# The big D



## SHAUN C (Feb 16, 2011)

Ok, I've got a bit of bs going on w the ex wife. We got 50/50 custody in may, week on, week off. Now, my girlfriend just gave birth to our son and it's hard to get him to school on time. The x was ordered to stay at his current school district, she moved in w her mom and the school was right down the street. So a week before school started she tells me he's going somewhere else bc her mom kicked her out. So then she gives me a fake address. Long story short, my girl has 
Been getting my son there late, like 2-5 min, 8 times this year. The ex is threatening court and calling cps tomorrow. Just wondering if anybody had some experience with this, I would really appreciate it


----------



## OldSchool (Jan 30, 2010)

I have never been there but I know there is a few guys here with the same problem


----------



## TX MECH PLUMBER (May 27, 2011)

I would go to my lawyer!! The law is to complicated and varies from state to state you need a good lawyer and be honest with him or her about every thing. They will protect you. And don't tell ur ex. Any thing about it don't say a word to her unless you have to. That's the first thing a Lawyer is goin to say. Thus doesn't mean you have to be mean and battle it in court just to protect u. And u have 50/50. Don't let her take it or lose it I wish I had that. It's like asking a bunch of lawyers to give you good professional plumbing advice!!! Good luck!!!


----------



## Tommy plumber (Feb 19, 2010)

SHAUN C said:


> Ok, I've got a bit of bs going on w the ex wife. We got 50/50 custody in may, week on, week off. Now, my girlfriend just gave birth to our son and it's hard to get him to school on time. The x was ordered to stay at his current school district, she moved in w her mom and the school was right down the street. So a week before school started she tells me he's going somewhere else bc her mom kicked her out. So then she gives me a fake address. Long story short, my girl has
> Been getting my son there late, like 2-5 min, 8 times this year. The ex is threatening court and calling cps tomorrow. Just wondering if anybody had some experience with this, I would really appreciate it


 






Talk to your girlfriend to make sure the kid gets to school on time. Impress upon your Gf the importance of your child getting to school on time. It's important to his education. Then, call the ex and assure her that her child will not be getting there late. 

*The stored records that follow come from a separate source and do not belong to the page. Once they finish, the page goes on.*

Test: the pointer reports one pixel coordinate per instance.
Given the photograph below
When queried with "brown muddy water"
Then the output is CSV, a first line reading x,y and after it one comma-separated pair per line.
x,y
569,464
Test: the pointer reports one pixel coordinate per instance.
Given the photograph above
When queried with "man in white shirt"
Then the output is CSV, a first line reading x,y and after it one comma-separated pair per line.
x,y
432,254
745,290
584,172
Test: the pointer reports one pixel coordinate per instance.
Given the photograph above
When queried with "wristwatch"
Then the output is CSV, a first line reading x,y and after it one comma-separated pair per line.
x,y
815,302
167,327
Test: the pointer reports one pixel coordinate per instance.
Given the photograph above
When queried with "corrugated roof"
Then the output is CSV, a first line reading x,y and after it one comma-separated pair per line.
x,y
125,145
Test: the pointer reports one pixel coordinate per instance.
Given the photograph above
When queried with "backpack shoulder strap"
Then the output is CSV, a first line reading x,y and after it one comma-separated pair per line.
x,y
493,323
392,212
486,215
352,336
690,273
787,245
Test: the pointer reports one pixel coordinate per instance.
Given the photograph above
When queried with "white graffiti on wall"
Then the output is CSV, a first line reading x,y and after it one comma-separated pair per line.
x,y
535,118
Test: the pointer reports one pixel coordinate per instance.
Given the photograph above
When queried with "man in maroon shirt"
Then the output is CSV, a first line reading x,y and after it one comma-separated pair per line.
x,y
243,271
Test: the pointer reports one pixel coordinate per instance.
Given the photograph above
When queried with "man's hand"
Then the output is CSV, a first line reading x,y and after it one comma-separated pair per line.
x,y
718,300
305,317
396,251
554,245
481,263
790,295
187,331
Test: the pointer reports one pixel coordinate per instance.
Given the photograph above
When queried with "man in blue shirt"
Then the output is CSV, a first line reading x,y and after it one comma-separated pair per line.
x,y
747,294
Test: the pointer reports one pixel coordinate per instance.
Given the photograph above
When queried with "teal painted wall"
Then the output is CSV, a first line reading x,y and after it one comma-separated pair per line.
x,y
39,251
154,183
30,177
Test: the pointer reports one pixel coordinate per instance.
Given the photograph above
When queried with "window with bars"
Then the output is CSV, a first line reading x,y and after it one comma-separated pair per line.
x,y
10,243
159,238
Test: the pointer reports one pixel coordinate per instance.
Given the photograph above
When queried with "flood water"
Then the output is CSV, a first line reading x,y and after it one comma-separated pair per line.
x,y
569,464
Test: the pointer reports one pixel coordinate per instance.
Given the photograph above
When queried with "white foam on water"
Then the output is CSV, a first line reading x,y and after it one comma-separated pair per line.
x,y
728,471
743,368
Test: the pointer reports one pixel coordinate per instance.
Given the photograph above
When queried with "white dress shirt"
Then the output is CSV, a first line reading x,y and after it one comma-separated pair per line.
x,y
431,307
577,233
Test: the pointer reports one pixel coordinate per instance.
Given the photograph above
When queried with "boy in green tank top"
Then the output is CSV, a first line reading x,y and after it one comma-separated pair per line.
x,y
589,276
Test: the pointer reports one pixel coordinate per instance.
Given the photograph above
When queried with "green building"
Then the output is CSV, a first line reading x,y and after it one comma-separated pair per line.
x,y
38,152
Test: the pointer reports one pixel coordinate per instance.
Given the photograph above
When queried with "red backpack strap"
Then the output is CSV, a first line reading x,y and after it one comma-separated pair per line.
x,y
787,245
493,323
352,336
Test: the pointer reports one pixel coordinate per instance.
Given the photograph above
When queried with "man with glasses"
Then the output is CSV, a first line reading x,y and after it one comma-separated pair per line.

I would avoid all the grief of courts, lawyers, etc. if I could. Do what's in the best interest of the boy......:thumbsup:


----------



## Fullmetal Frank (Jul 11, 2012)

She is making a play for full custody, likely so she can move where she would like to, lawyer up, quick like a rabbit. Laws are slanted in the mothers favor, so stay on your toes.


----------



## plumberkc (Jun 23, 2011)

You had better be nice to your girlfriend or you'll have double the problems.


----------



## Gettinit (May 9, 2012)

You need to work it out with work so you can take him. I would also find out how early he can get there.


----------